He said: Honourable senators, I am pleased to speak today as the Senate sponsor of Bill C-280, the financial protection for fresh fruit and vegetable farmers act. The bill before us, an initiative of the member of Parliament for York—Simcoe, Scot Davidson, arrives with near-unanimous support at third reading in the other place, passing by a margin of 315 to 1.

Colleagues, it’s easy to take for granted our accessibility to food and proper nourishment. Most of us will simply visit our local supermarket weekly, fill our cart with our usual necessities and stock our refrigerators and pantries at home. We forget just how much we actually rely upon the producers of this food: the farmers. We rely upon them three times a day, every day.

Our farmers have always played an essential role in this country. In many ways, they are a cornerstone industry. They are an indispensable workforce. They feed our families and communities — rural and urban, big and small.

However, despite their essential role in supplying our families and communities with nutritious produce, fruit and vegetable farmers, in particular, are financially vulnerable due to the nature of their product. That is the issue Bill C-280 proposes to address.

Our current bankruptcy laws do not provide adequate financial protection for Canadian fresh fruit and vegetable farmers. Unlike other sectors, fruit and vegetable producers are particularly vulnerable because the provisions of the Bankruptcy and Insolvency Act and related legislation do not account for the unique nature and characteristics of the sector; in particular, it does not account for the fact that their product is quickly perishable.

In circumstances where a buyer of produce unexpectedly becomes insolvent and is unable to or fails to pay the suppliers, these farmers will most likely incur that loss without the ability to recuperate payment or their product. Currently, under existing laws, it is near impossible for our farmers to recoup the economic value associated with the product delivered. By the time insolvency proceedings have concluded, the produce in question has long since perished and can no longer be repossessed and resold.

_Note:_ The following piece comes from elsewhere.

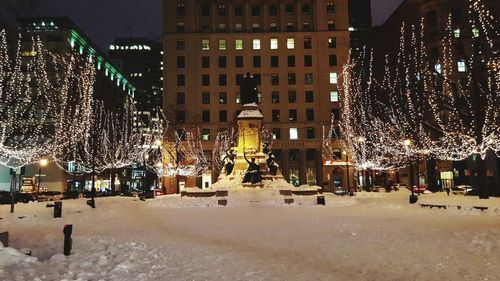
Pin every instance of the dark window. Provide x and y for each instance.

Adding to the vulnerability of fruit and vegetable farmers, the sector has a lengthy typical payment term whereby it can take upwards of 30 days or more after the product is delivered to buyers before the supplier receives payment. In an industry that already has a small margin on returns, this leaves our fruit and vegetable farmers particularly vulnerable to buyer insolvency, an occurrence that is unfortunately fairly common — more common than we realize.

For the most part, the sector consists of small- and medium-sized growers, many of which are family farms. Lacking the financial protections needed, the farmers are often unable to reinvest into their business in a sufficient manner, severely limiting the potential growth of the sector.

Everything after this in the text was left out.